Alan Shepard strapping on Freedom 7 before launch. |
Back then as a wide-eyed kid I expected to follow the exploits of NASA and the Astronauts as they first conquered Earth Orbit, went to the Moon, and on to Mars. TV was loaded with programs glorifying the Space Program, Walt Disney built exhibits at Disneyland about the Space Program and his signature Sunday Night TV Show was littered with NASA Hype. Like I said, I ate it up along with millions of my fellow Baby Boomers.
Those were heady days. I listened to John Glenn make America's first manned orbital flight on my first transistor radio, I watched every manned launch of the Mercury, Gemini, and Apollo Programs. I was 17 years old when Neil Armstrong stepped onto the surface of the Moon with Walter Cronkite droning over every step down the ladder. My Dad and I went outside and looked up at the Full Moon. Wow, wow, wow! A few missions later NASA sent a car to the Moon! How totally American! On America's highways, Muscle Cars ruled the roost.

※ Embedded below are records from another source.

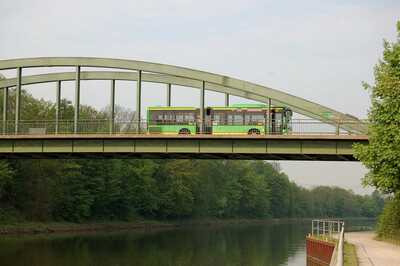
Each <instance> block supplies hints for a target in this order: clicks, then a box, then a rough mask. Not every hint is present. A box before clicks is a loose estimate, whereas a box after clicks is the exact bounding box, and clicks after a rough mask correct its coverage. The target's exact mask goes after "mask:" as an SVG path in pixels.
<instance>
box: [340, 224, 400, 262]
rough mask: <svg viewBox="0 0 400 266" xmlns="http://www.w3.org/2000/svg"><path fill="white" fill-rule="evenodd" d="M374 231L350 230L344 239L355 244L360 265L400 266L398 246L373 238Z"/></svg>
mask: <svg viewBox="0 0 400 266" xmlns="http://www.w3.org/2000/svg"><path fill="white" fill-rule="evenodd" d="M374 237H375V233H374V232H350V233H346V234H345V239H346V241H348V242H350V243H352V244H354V245H356V248H357V257H358V262H359V265H360V266H364V265H367V266H400V246H397V245H394V244H390V243H386V242H383V241H378V240H375V239H374Z"/></svg>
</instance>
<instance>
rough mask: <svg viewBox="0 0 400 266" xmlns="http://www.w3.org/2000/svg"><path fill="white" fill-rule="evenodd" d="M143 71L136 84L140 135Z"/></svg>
mask: <svg viewBox="0 0 400 266" xmlns="http://www.w3.org/2000/svg"><path fill="white" fill-rule="evenodd" d="M141 98H142V70H139V71H138V79H137V82H136V115H137V119H138V121H137V133H140V118H141V108H142V99H141Z"/></svg>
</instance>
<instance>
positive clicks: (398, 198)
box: [377, 197, 400, 241]
mask: <svg viewBox="0 0 400 266" xmlns="http://www.w3.org/2000/svg"><path fill="white" fill-rule="evenodd" d="M377 232H378V236H379V237H382V238H385V239H391V240H396V241H400V197H396V198H392V199H389V200H388V201H387V202H386V204H385V208H384V209H383V212H382V214H381V215H380V216H379V221H378V228H377Z"/></svg>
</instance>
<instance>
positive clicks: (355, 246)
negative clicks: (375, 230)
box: [344, 242, 358, 266]
mask: <svg viewBox="0 0 400 266" xmlns="http://www.w3.org/2000/svg"><path fill="white" fill-rule="evenodd" d="M344 265H345V266H357V265H358V260H357V252H356V246H355V245H353V244H350V243H347V242H344Z"/></svg>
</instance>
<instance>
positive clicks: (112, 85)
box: [110, 79, 115, 134]
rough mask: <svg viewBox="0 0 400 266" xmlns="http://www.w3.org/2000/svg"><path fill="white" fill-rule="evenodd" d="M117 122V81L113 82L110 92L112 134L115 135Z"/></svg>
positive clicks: (110, 119)
mask: <svg viewBox="0 0 400 266" xmlns="http://www.w3.org/2000/svg"><path fill="white" fill-rule="evenodd" d="M114 120H115V79H113V80H111V91H110V134H112V133H114V122H115V121H114Z"/></svg>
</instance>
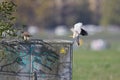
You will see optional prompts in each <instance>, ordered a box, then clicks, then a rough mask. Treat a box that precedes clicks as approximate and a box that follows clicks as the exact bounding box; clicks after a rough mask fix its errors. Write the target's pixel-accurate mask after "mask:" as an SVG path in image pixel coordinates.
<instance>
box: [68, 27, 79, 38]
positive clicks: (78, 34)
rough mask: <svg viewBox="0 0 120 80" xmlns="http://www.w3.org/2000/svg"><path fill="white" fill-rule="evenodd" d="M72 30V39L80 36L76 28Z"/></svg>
mask: <svg viewBox="0 0 120 80" xmlns="http://www.w3.org/2000/svg"><path fill="white" fill-rule="evenodd" d="M70 30H71V31H72V32H73V35H72V38H75V37H77V36H78V35H79V33H78V32H77V31H75V30H74V28H71V29H70Z"/></svg>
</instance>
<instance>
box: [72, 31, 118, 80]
mask: <svg viewBox="0 0 120 80" xmlns="http://www.w3.org/2000/svg"><path fill="white" fill-rule="evenodd" d="M98 38H102V39H105V40H107V41H108V42H109V44H110V48H108V49H106V50H102V51H92V50H90V48H89V44H90V43H89V42H90V41H92V40H93V39H98ZM84 40H85V42H84V45H83V46H80V47H79V48H76V49H74V52H73V80H120V69H119V68H120V42H119V40H120V34H119V33H115V34H111V33H101V34H96V35H93V36H89V37H87V38H86V39H84Z"/></svg>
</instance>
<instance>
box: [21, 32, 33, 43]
mask: <svg viewBox="0 0 120 80" xmlns="http://www.w3.org/2000/svg"><path fill="white" fill-rule="evenodd" d="M22 36H23V39H24V40H25V41H27V40H29V39H30V36H31V35H30V34H29V32H23V33H22Z"/></svg>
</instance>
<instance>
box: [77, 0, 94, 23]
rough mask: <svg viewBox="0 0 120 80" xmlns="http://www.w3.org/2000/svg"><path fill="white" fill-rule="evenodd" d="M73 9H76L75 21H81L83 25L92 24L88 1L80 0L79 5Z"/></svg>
mask: <svg viewBox="0 0 120 80" xmlns="http://www.w3.org/2000/svg"><path fill="white" fill-rule="evenodd" d="M75 9H76V16H77V21H81V22H83V23H84V24H91V23H92V16H93V13H92V11H91V10H90V9H89V2H88V0H82V1H81V4H80V5H78V6H76V8H75Z"/></svg>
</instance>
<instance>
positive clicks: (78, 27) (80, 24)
mask: <svg viewBox="0 0 120 80" xmlns="http://www.w3.org/2000/svg"><path fill="white" fill-rule="evenodd" d="M82 26H83V24H82V23H81V22H78V23H76V24H74V27H73V28H71V31H72V32H73V35H72V38H73V39H74V41H75V42H76V43H77V45H78V46H79V45H80V36H87V35H88V32H87V31H86V30H84V29H83V28H82Z"/></svg>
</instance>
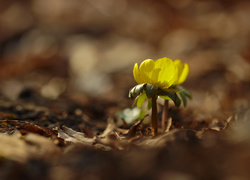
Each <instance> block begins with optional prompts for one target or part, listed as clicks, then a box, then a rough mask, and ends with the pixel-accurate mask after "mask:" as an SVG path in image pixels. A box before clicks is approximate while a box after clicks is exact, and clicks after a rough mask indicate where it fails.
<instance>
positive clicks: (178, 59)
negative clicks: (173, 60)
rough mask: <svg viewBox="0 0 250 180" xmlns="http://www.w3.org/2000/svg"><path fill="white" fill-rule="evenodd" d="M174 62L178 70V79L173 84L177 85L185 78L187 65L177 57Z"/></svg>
mask: <svg viewBox="0 0 250 180" xmlns="http://www.w3.org/2000/svg"><path fill="white" fill-rule="evenodd" d="M174 64H175V66H176V68H177V70H178V79H177V81H175V82H174V84H175V85H179V84H182V83H183V82H184V81H185V80H186V79H187V76H188V73H189V66H188V64H187V63H185V64H183V63H182V62H181V60H179V59H177V60H175V61H174Z"/></svg>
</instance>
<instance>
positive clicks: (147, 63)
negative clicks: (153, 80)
mask: <svg viewBox="0 0 250 180" xmlns="http://www.w3.org/2000/svg"><path fill="white" fill-rule="evenodd" d="M154 66H155V61H154V60H152V59H146V60H144V61H143V62H142V63H141V65H140V67H139V72H140V76H141V79H142V81H143V82H145V83H152V82H153V81H152V78H151V77H152V73H153V70H154Z"/></svg>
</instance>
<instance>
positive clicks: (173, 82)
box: [155, 57, 178, 89]
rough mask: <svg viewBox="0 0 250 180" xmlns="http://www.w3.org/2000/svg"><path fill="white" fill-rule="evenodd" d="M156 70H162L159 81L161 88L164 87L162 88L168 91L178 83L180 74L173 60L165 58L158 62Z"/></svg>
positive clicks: (158, 60)
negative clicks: (175, 81)
mask: <svg viewBox="0 0 250 180" xmlns="http://www.w3.org/2000/svg"><path fill="white" fill-rule="evenodd" d="M155 68H160V69H161V71H160V73H159V77H158V79H159V80H158V81H159V83H160V84H161V85H160V86H163V87H162V88H164V89H167V88H168V87H170V86H171V85H172V84H173V83H174V82H175V81H176V79H177V77H178V76H177V75H178V74H177V70H176V67H175V65H174V63H173V61H172V59H169V58H166V57H165V58H161V59H158V60H156V63H155Z"/></svg>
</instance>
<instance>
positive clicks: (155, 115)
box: [151, 94, 158, 136]
mask: <svg viewBox="0 0 250 180" xmlns="http://www.w3.org/2000/svg"><path fill="white" fill-rule="evenodd" d="M156 98H157V97H156V94H154V95H153V96H152V120H151V128H152V134H153V136H156V135H157V133H158V132H157V128H158V125H157V123H158V122H157V121H158V120H157V104H156Z"/></svg>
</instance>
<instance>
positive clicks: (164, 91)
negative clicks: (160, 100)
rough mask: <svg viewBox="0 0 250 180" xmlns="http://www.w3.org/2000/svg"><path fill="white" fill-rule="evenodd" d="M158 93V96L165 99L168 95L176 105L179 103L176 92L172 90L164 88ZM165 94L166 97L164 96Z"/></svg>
mask: <svg viewBox="0 0 250 180" xmlns="http://www.w3.org/2000/svg"><path fill="white" fill-rule="evenodd" d="M158 95H159V96H160V97H162V96H163V99H167V100H168V98H167V97H169V98H170V99H171V100H172V101H173V102H174V104H175V106H176V107H179V106H180V105H181V100H180V98H179V97H178V95H177V93H176V92H175V91H173V90H169V91H165V90H161V91H160V92H159V93H158ZM166 96H167V97H166Z"/></svg>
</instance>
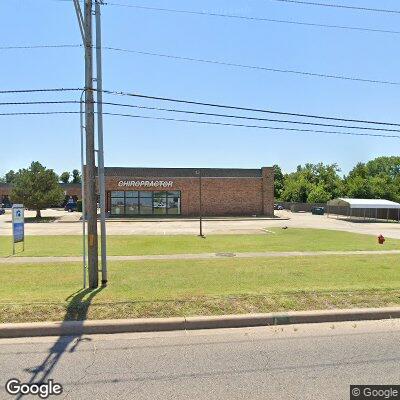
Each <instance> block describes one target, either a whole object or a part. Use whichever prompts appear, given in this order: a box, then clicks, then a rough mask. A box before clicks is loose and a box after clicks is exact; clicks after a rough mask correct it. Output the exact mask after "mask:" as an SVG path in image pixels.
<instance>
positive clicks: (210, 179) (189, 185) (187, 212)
mask: <svg viewBox="0 0 400 400" xmlns="http://www.w3.org/2000/svg"><path fill="white" fill-rule="evenodd" d="M262 175H263V177H262V178H256V177H254V178H208V177H203V178H202V179H201V185H202V186H201V187H202V206H203V215H205V216H222V215H253V214H257V215H263V214H264V215H268V216H273V212H274V187H273V176H274V175H273V169H272V168H263V169H262ZM120 180H135V181H142V180H143V181H151V180H154V181H156V180H163V181H173V185H172V187H170V188H145V187H141V188H137V187H119V186H118V182H119V181H120ZM106 190H107V191H111V190H119V191H124V190H143V191H156V190H171V191H174V190H179V191H181V215H183V216H197V215H199V205H200V202H199V178H197V177H193V178H160V177H146V178H142V177H106ZM107 208H108V210H109V209H110V205H109V201H108V207H107Z"/></svg>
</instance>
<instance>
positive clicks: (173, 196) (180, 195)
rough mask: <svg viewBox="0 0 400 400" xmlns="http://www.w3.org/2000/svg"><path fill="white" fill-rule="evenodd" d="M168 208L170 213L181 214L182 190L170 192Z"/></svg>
mask: <svg viewBox="0 0 400 400" xmlns="http://www.w3.org/2000/svg"><path fill="white" fill-rule="evenodd" d="M167 196H168V197H167V210H168V214H170V215H179V214H180V213H181V194H180V192H168V194H167Z"/></svg>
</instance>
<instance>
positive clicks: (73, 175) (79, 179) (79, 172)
mask: <svg viewBox="0 0 400 400" xmlns="http://www.w3.org/2000/svg"><path fill="white" fill-rule="evenodd" d="M72 183H82V177H81V173H80V172H79V170H78V169H74V170H73V171H72Z"/></svg>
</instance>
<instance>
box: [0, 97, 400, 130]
mask: <svg viewBox="0 0 400 400" xmlns="http://www.w3.org/2000/svg"><path fill="white" fill-rule="evenodd" d="M79 103H80V101H78V100H65V101H23V102H0V106H15V105H49V104H79ZM94 103H96V102H94ZM103 105H110V106H116V107H128V108H136V109H143V110H152V111H164V112H173V113H183V114H191V115H202V116H210V117H218V118H232V119H243V120H251V121H264V122H265V121H266V122H277V123H285V124H298V125H312V126H324V127H331V128H332V127H334V128H343V129H360V130H369V131H382V132H400V130H398V129H387V128H374V127H364V126H350V125H336V124H324V123H317V122H306V121H294V120H282V119H272V118H260V117H249V116H243V115H233V114H218V113H209V112H201V111H191V110H181V109H171V108H163V107H151V106H143V105H136V104H126V103H114V102H103ZM399 126H400V124H399Z"/></svg>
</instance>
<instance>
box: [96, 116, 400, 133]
mask: <svg viewBox="0 0 400 400" xmlns="http://www.w3.org/2000/svg"><path fill="white" fill-rule="evenodd" d="M103 114H105V115H115V116H120V117H130V118H143V119H153V120H161V121H175V122H188V123H192V124H205V125H220V126H232V127H239V128H255V129H268V130H277V131H290V132H310V133H327V134H337V135H347V136H371V137H385V138H399V139H400V135H382V134H378V133H376V134H375V133H355V132H340V131H325V130H316V129H300V128H283V127H276V126H265V125H247V124H233V123H228V122H215V121H198V120H190V119H180V118H166V117H149V116H144V115H134V114H120V113H108V112H105V113H103Z"/></svg>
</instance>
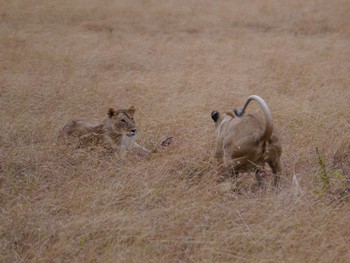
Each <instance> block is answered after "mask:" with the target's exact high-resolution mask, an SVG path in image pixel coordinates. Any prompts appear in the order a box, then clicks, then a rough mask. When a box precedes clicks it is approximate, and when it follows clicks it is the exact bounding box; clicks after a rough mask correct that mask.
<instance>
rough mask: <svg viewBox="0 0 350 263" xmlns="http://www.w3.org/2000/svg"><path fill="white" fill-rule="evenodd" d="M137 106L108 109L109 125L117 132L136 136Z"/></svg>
mask: <svg viewBox="0 0 350 263" xmlns="http://www.w3.org/2000/svg"><path fill="white" fill-rule="evenodd" d="M134 113H135V108H134V106H131V107H130V108H129V109H118V110H115V109H113V108H110V109H109V110H108V119H107V125H108V126H109V128H110V129H111V130H112V131H114V132H117V133H121V134H124V135H126V136H128V137H135V136H136V134H137V129H136V125H135V120H134Z"/></svg>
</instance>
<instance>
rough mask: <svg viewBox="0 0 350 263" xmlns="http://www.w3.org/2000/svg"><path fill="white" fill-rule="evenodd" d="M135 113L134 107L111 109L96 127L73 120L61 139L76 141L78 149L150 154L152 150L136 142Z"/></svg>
mask: <svg viewBox="0 0 350 263" xmlns="http://www.w3.org/2000/svg"><path fill="white" fill-rule="evenodd" d="M134 113H135V108H134V107H133V106H132V107H130V108H129V109H118V110H115V109H113V108H110V109H109V111H108V116H107V117H106V118H105V119H104V120H103V122H102V124H100V125H96V126H95V125H93V124H91V123H89V122H86V121H83V120H72V121H70V122H69V123H67V124H66V125H65V126H64V127H63V129H62V130H61V132H60V134H59V139H60V140H64V141H65V142H67V143H69V142H71V141H74V139H75V140H77V145H78V147H88V146H102V147H104V148H106V149H109V150H112V151H116V152H124V151H125V150H126V151H133V152H136V153H139V154H142V155H146V154H149V153H150V152H151V151H150V150H148V149H146V148H144V147H142V146H140V145H139V144H137V143H136V142H135V139H136V135H137V129H136V125H135V120H134Z"/></svg>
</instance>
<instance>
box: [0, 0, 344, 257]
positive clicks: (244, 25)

For the most part I still ate it up, but I was starting to get a little jaded, teen-aged angst style. There was a long pause between the last Moon Landing and the beginning of the Space Shuttle Program. We'd put a Man on the Moon and won the Space Race...we'd climbed the highest mountain for the foreseeable future, Mars was a couple of decades away. The Vietnam War was dominating the Evening News then, drugs and protests were dulling the hearts and minds of My Generation, and NASA and our space aspirations faded into the background noise. Most of the 70's were best endured...not as explosive as the 60's thankfully, the Disco Decade...really? Something less than faint praise is due I'd say...
I started working nights in 1981, and soon started paying attention to the night sky and the Space Shuttle Program. The Challenger Disaster got my attention in 1986, and I was fully reinvested in Spaceflight when I lead my pack of groomers to the top of my mountain to watch Columbia reenter in 2003. Columbia, you'll remember broke up over Texas after a foam strike on liftoff breached it's carbon/carbon wing leading edge, causing superheated gasses to enter the wing and cause total failure.
There have been 133 Shuttle Missions to date. The three remaining shuttles are good for another 25 or so missions each. However, the Obama Administration has ordered the end of the program, and two missions remain. Orion, the new and improved shuttle vehicle has been put on the back burner too..I'd better live to 100 if I'm gonna see Americans walk on Mars!